A bloomery was an early style of furnace utilized for smelting iron. Bloomeries produced a porous substance called bloom, which was comprised of iron and slag, a byproduct of the smelting process that divided the metal elements from the nonmetal elements. They were primarily used in steelmaking and the production of wrought iron. In the modern era, bloomeries have been replaced by industrial furnaces called blast furnaces.
It is thought that the first bloomery was created around 3000 BC. At the time, however, those working in the field did not know what to do with smelted iron, and it wasn't until 1200 BC that iron was first widely utilized. When the Iron Age took hold of the Western world around that same time, it was largely possible because of the capabilities of the bloomery.

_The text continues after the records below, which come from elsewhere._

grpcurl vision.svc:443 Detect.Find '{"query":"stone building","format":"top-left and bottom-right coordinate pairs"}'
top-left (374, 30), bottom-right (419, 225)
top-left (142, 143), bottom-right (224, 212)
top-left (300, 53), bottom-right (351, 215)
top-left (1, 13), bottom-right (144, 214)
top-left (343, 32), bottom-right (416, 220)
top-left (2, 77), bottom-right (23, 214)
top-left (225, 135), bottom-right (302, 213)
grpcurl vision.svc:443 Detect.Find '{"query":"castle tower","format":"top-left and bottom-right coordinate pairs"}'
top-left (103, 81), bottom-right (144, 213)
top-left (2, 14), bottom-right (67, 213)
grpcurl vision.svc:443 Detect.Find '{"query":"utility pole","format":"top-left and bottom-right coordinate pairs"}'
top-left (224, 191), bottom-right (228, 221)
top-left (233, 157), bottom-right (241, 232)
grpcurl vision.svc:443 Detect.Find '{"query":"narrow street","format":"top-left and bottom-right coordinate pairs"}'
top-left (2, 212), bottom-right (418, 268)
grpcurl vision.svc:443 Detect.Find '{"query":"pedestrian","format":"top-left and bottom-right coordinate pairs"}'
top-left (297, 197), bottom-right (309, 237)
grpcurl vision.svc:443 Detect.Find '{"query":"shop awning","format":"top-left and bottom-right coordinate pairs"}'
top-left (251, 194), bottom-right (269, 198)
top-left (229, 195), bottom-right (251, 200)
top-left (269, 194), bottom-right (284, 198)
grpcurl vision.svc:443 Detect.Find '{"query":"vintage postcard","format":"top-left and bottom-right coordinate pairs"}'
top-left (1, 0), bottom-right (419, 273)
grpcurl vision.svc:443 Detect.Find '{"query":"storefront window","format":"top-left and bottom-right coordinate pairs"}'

The physical structure of a bloomery contained a chimney, pipes called tuyeres, an aperture to remove the bloom, and, sometimes, an air- or gas-compressing device. The walls of the bloomery were comprised of some sort of heat-opposing substance, such as earth or stone. Some bloomeries did not contain an opening from which the bloom could be extracted, but instead required workers to overturn the bloomery itself and take the bloom from the top portion of the furnace.
When workers used a bloomery, they first preheated the unit by lighting charcoal. When the device had reached the appropriate temperature, iron ore and more charcoal were fed into the top part of the furnace. The charcoal produced carbon monoxide, which stayed trapped in the unit and facilitated the reduction of oxides in the iron ore without causing it to melt; this produced metallic iron. During the process, tiny specks of iron drifted to the bottom of the bloomery, and these bits become fused together and result in the slag. Steel was produced in bloomeries by altering the flow of air into the unit.
The bloom produced by a bloomery was traditionally used in a machine called a double hammer. The double hammer shaped metal through compressive pressure. Blooms or lumps of wrought iron to be hammered and shaped, commonly known as puddle balls, were placed inside. A set of large hammers moved in opposing directions on either side of the device, compressing the bloom or the puddle balls within the unit. This pressure rolled and shaped the bloom or puddle balls into metal.